It does look a bit like that, source id 61, target id F0 - tool. Device 61 would not nornally be trying to talk to a tool. But there are search functions that wait for a specific response already, we should be using one of those here.
Looks like a mode 20 was requested. But looking closer at logs PCMhammer waits only for 4 responses at mode 28. And there could be upto 15-20modules in a car.
Later responses also interfere with seed/key logic.
In my own software, I do the following:
1) Begin tester present routine
2) Perform normal setup steps(mode 28, ect)
3) Between every single single step, add 1 second delay (Tester present still being sent here)
4) Begin flash routine, send tester present manually after every single block sent or received.
The delay between each step is more then enough to ensure the entire vehicle has responded and processed the response.
The current filters of the app are setup to basically accept anything that is sent to F0 or 6C from memory. In theory this is great, but, the app is not setup to handle messages from other apps correctly.
In its current state, it would need to search for an invalid (7F) response that comes from another module that would result in it erroring out, while still searching for the desired modules response.
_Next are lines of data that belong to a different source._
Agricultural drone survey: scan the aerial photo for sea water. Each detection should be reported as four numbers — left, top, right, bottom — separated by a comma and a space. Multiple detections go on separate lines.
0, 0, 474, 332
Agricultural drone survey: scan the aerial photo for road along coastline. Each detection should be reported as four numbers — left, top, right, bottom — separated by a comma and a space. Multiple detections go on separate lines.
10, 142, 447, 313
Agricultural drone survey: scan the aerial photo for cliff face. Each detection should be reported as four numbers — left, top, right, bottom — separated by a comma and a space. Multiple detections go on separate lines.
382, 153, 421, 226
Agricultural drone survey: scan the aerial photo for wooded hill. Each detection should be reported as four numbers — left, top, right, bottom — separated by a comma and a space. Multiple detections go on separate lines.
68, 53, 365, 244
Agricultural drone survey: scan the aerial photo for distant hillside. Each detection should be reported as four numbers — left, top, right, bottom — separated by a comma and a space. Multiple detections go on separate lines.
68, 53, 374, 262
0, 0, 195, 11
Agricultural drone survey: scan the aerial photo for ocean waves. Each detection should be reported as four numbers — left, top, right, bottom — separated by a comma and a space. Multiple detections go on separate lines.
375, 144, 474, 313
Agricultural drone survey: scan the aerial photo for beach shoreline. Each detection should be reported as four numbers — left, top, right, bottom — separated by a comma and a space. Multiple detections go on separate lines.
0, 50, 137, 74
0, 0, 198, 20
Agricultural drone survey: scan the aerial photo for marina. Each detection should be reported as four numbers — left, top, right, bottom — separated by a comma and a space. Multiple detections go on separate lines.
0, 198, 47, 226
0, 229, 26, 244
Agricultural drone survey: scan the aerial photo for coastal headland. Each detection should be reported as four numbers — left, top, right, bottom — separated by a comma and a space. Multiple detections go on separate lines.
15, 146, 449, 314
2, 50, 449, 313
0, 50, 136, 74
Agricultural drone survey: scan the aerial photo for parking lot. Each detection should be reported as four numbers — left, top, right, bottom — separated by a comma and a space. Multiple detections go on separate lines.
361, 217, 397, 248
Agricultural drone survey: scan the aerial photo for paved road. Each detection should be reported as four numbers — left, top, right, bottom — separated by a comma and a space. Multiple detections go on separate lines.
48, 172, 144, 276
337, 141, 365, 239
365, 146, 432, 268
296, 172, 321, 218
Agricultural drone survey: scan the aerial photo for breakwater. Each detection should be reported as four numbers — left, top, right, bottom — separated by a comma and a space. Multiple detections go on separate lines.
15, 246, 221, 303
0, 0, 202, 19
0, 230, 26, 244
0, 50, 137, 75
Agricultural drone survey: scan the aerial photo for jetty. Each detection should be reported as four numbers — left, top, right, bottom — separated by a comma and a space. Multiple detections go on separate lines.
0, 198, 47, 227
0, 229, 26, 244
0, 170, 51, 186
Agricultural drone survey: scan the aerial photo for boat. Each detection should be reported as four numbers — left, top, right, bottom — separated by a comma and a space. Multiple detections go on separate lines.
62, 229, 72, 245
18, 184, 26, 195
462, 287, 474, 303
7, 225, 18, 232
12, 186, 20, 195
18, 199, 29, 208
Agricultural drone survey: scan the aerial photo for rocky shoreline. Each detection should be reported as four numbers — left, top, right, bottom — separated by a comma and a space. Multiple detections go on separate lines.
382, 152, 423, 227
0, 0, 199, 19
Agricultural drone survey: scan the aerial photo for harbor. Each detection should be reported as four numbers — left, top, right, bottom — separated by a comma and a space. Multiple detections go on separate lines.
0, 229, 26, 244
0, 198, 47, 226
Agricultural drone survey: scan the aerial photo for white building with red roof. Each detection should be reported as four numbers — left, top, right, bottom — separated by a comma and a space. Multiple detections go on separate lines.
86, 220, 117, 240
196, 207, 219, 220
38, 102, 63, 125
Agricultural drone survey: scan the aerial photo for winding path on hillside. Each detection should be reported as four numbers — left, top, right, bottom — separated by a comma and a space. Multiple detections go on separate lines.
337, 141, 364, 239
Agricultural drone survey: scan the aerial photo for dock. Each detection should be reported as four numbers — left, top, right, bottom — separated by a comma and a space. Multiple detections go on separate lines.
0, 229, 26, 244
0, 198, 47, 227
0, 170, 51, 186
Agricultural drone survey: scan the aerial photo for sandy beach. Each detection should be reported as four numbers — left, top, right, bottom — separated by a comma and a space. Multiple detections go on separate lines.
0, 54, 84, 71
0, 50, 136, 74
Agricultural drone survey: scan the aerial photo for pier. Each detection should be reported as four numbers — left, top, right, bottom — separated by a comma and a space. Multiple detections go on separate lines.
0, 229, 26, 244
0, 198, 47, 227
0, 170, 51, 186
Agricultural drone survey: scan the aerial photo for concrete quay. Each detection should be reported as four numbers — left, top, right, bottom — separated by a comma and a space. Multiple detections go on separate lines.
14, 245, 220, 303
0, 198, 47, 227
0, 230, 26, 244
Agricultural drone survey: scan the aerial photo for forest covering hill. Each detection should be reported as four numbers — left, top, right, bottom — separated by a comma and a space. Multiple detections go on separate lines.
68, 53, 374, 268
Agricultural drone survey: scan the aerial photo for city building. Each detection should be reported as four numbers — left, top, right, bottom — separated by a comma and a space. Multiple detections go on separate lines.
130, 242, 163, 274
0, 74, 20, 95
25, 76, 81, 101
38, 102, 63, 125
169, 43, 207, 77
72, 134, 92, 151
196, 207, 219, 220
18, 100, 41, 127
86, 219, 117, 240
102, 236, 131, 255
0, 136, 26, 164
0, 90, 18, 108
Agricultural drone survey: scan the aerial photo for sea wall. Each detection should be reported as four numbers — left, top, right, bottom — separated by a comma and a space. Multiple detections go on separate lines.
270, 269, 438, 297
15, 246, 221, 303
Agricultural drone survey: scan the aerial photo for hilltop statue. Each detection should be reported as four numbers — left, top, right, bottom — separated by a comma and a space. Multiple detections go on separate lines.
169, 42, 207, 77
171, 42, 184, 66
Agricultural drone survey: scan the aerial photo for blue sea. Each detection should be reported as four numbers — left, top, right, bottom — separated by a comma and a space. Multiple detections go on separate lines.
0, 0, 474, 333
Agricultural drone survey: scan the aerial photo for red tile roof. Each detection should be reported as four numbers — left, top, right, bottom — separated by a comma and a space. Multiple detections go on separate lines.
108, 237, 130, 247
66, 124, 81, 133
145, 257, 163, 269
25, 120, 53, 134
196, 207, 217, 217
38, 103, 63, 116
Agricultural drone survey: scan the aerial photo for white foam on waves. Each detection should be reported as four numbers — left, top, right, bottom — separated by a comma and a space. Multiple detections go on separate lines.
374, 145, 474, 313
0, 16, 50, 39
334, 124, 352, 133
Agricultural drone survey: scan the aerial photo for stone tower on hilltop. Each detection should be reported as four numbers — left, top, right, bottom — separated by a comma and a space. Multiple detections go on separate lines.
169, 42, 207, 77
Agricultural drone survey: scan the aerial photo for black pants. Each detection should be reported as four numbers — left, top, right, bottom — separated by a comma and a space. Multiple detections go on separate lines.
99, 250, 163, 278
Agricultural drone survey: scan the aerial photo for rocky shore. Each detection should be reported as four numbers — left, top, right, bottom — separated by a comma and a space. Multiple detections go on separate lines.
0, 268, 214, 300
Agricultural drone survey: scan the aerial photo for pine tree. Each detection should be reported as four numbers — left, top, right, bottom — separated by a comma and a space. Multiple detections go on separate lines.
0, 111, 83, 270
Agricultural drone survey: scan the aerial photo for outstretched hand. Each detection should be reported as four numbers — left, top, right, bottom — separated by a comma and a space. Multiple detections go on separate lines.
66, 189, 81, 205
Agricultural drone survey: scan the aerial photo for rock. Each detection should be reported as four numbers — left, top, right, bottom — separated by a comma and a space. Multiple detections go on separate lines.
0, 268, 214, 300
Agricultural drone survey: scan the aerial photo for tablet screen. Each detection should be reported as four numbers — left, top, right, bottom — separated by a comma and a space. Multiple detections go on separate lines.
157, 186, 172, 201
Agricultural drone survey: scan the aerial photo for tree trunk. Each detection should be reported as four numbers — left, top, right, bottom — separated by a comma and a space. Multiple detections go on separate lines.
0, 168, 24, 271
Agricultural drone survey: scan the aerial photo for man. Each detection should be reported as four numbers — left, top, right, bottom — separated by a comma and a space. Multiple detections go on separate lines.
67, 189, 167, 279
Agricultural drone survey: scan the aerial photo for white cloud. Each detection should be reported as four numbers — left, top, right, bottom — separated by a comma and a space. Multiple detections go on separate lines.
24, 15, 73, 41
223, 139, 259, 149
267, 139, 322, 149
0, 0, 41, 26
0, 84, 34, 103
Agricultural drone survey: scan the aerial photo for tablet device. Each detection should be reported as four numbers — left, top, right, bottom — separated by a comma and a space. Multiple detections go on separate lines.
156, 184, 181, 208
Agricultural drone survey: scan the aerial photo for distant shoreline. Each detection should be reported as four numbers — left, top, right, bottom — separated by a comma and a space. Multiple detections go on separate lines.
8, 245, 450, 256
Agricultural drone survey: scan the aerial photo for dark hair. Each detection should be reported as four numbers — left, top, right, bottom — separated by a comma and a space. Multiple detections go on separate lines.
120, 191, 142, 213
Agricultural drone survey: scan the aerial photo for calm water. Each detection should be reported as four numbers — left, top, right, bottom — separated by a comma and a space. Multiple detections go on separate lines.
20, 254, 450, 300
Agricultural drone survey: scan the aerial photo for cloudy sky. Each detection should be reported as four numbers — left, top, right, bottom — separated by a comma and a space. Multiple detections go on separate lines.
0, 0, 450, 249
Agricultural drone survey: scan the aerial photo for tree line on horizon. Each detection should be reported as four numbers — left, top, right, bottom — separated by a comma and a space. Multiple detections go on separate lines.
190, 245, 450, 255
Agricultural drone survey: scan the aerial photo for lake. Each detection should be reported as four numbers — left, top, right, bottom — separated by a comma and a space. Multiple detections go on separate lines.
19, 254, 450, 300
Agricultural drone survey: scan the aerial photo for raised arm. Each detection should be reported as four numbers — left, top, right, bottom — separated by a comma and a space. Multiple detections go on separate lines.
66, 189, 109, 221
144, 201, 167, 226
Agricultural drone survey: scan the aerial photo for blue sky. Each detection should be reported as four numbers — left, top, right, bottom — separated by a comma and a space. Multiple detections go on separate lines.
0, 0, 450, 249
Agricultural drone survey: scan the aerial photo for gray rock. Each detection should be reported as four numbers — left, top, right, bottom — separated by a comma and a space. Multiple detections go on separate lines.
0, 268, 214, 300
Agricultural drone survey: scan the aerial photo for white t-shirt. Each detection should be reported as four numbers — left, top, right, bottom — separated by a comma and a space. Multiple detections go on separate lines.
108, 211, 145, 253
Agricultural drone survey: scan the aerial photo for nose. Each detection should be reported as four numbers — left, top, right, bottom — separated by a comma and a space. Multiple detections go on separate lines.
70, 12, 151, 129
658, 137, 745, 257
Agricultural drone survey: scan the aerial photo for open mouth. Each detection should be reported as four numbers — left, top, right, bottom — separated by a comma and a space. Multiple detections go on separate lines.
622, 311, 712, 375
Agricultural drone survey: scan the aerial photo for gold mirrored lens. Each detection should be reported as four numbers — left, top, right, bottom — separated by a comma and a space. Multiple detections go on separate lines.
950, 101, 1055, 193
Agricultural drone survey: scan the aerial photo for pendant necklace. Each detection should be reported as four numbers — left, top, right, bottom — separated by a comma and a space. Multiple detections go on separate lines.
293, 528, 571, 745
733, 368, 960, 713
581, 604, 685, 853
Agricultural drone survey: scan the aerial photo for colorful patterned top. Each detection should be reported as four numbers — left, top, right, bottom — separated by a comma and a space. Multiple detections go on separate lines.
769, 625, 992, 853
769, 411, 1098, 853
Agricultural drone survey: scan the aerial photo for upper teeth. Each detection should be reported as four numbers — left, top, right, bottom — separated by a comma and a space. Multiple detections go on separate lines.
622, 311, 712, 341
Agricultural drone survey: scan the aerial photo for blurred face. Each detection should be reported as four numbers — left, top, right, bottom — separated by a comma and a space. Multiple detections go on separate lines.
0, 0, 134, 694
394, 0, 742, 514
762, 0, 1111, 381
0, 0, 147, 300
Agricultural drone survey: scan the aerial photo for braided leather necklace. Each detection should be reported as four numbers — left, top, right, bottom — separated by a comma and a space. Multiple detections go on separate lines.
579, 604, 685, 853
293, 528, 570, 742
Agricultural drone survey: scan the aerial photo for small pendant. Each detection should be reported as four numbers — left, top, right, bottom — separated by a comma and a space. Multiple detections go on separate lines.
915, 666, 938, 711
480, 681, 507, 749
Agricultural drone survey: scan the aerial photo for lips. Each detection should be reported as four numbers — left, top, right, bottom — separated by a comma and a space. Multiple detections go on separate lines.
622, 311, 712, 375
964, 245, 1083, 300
Your Local Aussie Reverse Engineer
Contact for Software/Hardware development and Reverse Engineering
Site:https://www.envyouscustoms.com
Mob:+61406 140 726
It should be enough. It was developed against Australian Commodores, and the logic that is in there seems to work fine on P01 / P59 for other vehicles. No doubt logic holes are starting to appear as we add more platforms. We just need help/time from those with these cars to look at what is breaking, and why, and improve the logic. It is part of the logic tidyup that the app would benefit from.